7.
„Und Gott sprach: Es werde Licht1.” Das erste Wort Gottes schuf die Substanz des Lichtes, verscheuchte die Finsternis, verbannte die Schwermut2, erleuchtete die Welt und gab allen Dingen ein reizendes und liebliches Aussehen. Auch der Himmel, bis dahin in Finsternis gehüllt, ward sichtbar, und zwar eben in der Schönheit, die noch heute unser Auge bezeugt. Lichtumflutet ward die Luft, oder vielmehr sie nahm das volle Licht ganz in sich auf und sandte die blitzenden Strahlen ihres Glanzes nach allen Enden aus. Aufwärts drang sie bis zum Äther und Himmel selbst, und in der Breite beleuchtete sie alle Teile der Welt, den Norden wie den Süden, den Osten und Westen, und zwar in einem Momente. S. 36 Denn ihre Substanz ist so durchsichtig und fein, daß das Licht ohne Verzug hindurchgeht. Wie sie unsern Blick ohne Zeitaufwand zu den sichtbaren Dingen lenkt, so rasch, rascher als man es sich denken kann, nimmt sie auch die Strahlen des Lichtes bis zu ihren äußersten Grenzen auf. Auch der Äther wurde mit dem Lichte lieblicher und die Wasser klarer, indem sie den Glanz nicht nur aufnahmen, sondern mit der Brechung des Lichtes ihn auch widerstrahlten, da die Lichtfluten allenthalben vom Wasser abprallen. So verwandelte die göttliche Stimme alles in Anmut und Herrlichkeit. Wie die, die in die Tiefe tauchen, an Ort und Stelle Öl ausgießen und damit den Raum erhellen3, so hat der Schöpfer des Weltalls mit einem Wort plötzlich der Welt die Gabe des Lichtes geschenkt.

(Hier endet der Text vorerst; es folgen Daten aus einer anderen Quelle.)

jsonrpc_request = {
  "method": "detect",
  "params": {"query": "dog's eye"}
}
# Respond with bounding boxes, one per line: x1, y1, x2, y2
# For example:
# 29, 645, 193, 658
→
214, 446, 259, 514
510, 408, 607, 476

„Es werde Licht!” Und der Befehl ward Werk: Die Substanz war da, die das köstlichste Gut ist, das Menschengeist sich ausdenken kann. Wenn wir aber bei Gott von einer Stimme, einem Worte, einem Befehle reden, so verstehen wir unter der göttlichen Rede keinen mittelst Sprachorgan hervorgebrachten Laut, keine mit der Zunge geformte Luft, sondern wir glauben hier die Willensrichtung in der Form eines Befehles geäußert, um sie denen deutlich zu machen, die auf sie achten sollten.
„Und Gott sah, daß das Licht schön war4.” Wie könnten wir ein würdiges Lob finden für das Licht, dem der Schöpfer selbst zuerst das Zeugnis gegeben hat, daß es schön sei! Auch überläßt bei uns der Verstand das Urteil dem Auge, da er so wenig das Große ausdrücken kann, das die Wahrnehmung zuvor bezeugt. Wenn aber die Schönheit eines Körpers im Ebenmaß seiner Teile und in einer gesunden Farbe des Äußern liegt, wie wird dann beim Lichte, das von Natur einfach ist und in lauter gleiche Strahlen sich zerteilt, der Begriff „Schönheit” gerettet? Doch wohl so, daß man beim Lichte nicht S. 37 etwa eine Symmetrie zusammengehöriger Teile sucht, sondern das Angenehme und Milde sieht, das es für unser Auge hat. In dieser Weise ist ja auch das Gold schön, das nicht durch Übereinstimmung seiner Teile, sondern allein durch seine schöne Farbe Reiz und Entzücken für das Auge hat.
Und der Abendstern ist der schönste der Sterne, nicht, weil bei ihm zusammengehörige Teile zueinander im richtigen Verhältnis stehen, sondern weil von ihm ein heiterer und lieblicher Glanz in unser Auge fällt. Sodann richtete sich hier das Urteil Gottes über die Schönheit nicht lediglich nach der Wonne, die ein Auge empfindet, sondern auch nach dem künftigen Nutzen, den das Schöne vorausschauen ließ. Augen gab es ja noch nicht, um über die Schönheit zu urteilen. „Und Gott machte eine Scheidung zwischen dem Lichte und zwischen der Finsternis5”, d. h. Gott schuf ihre Natur so, daß sie keine Vermischung zuließ und im Gegensatz zur andern stand. Denn er hat beide voneinander getrennt und geschieden durch einen sehr großen Zwischenraum.